Removing the boring parts from geocomputation with European data

There are a number of small things that unneccesarily complicate using geographic data in Europe. The fact that even mapping data released by Eurostat are not distributed with a license that allows for their re-distribution, makes it more difficult to liberally pre-process and distribute such data as is common for example in the United States where they are usually released in the public domain.¹ But beyond the licensing, there are still a number of small operations to do - find the data, download, uncompress, import in a useful format - and they all take time, and are boring, and demotivating.

So instead of spending time trying to make a map that is nice and useful, users (I have in mind data journalists, but this may relate to other users as well) waste a lot of time getting the data into R. They also end up having multiple copies of similar datasets, and end up sharing code that is not reproducible.

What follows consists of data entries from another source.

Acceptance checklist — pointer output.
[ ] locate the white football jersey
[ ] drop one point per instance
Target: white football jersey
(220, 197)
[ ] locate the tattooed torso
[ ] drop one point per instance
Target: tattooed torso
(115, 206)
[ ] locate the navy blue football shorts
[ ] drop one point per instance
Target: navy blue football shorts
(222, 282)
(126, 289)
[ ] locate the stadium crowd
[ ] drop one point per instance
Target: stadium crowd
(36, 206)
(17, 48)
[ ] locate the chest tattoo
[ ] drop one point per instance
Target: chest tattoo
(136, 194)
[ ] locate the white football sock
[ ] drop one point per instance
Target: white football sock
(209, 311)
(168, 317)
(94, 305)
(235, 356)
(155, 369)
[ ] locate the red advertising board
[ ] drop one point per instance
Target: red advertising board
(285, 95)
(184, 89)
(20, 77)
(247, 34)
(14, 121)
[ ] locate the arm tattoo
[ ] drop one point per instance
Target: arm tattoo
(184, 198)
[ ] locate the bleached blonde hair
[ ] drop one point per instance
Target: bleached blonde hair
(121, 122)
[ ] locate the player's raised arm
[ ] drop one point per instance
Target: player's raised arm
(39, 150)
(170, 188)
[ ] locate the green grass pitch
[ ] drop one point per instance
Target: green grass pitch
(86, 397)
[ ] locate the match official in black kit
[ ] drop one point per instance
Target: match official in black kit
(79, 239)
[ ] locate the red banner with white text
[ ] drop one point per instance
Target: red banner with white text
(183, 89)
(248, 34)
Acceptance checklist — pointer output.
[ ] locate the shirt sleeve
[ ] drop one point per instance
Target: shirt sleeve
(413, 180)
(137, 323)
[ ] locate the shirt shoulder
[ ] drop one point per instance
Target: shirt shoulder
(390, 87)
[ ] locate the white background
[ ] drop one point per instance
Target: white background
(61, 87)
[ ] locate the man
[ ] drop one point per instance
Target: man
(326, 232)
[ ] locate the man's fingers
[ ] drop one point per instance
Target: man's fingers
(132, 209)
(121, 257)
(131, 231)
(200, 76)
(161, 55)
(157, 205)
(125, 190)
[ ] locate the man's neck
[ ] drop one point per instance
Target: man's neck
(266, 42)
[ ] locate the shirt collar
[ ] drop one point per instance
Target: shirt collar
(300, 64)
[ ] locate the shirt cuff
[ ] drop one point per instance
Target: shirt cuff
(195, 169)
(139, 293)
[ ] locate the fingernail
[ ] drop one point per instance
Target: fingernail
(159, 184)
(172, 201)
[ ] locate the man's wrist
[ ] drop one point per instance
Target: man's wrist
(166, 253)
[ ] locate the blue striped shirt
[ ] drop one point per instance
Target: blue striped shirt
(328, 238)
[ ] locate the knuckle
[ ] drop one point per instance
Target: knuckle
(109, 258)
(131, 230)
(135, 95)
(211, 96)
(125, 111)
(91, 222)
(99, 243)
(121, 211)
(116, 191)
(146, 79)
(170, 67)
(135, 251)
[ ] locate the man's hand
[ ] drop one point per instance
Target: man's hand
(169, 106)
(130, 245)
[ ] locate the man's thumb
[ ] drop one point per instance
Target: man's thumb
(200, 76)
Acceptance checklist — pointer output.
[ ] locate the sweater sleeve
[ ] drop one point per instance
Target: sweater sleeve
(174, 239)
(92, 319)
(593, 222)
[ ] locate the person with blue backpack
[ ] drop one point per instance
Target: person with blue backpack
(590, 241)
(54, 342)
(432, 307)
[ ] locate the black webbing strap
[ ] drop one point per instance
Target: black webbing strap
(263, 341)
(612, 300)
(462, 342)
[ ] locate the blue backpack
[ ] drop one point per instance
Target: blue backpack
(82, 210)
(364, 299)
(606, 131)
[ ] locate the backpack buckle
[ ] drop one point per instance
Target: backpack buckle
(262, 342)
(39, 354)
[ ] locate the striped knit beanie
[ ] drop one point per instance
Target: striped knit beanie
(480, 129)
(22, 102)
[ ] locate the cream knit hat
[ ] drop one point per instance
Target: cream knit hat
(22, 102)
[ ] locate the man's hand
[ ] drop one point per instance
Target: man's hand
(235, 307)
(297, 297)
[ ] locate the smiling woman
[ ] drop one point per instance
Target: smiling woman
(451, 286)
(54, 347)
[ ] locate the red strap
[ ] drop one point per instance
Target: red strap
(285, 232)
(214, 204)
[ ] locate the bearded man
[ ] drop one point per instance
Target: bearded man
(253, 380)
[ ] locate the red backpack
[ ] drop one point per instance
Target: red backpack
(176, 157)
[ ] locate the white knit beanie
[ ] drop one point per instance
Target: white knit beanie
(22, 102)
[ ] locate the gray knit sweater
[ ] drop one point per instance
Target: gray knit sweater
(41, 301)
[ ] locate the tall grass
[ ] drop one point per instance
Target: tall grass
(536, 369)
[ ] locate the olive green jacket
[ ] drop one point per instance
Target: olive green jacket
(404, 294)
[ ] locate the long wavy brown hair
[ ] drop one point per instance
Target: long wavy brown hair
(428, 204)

How does it happen?

Let’s say I make a visualisation of electoral data. I use a geographic dataset on municipalities, and store it somewhere in my working folder. If I share the code, I often do not share also the geographic dataset due to size or licensing issues… I can then make a textual reference, or include a lot of boilerplate code that downloads the data if they are not locally available, uncompress, import, process them, etc. Even if I do all of the above, when the following week I will make another map for an article on climate change, I will end up redownloading the dataset, etc., ending up with multiple copies of the same geographic dataset. If I keep my folders synced, this also implies a lot of unnecessary files stored in the cloud, slowing the sync of the few lines of code that I’d actually like to be synced.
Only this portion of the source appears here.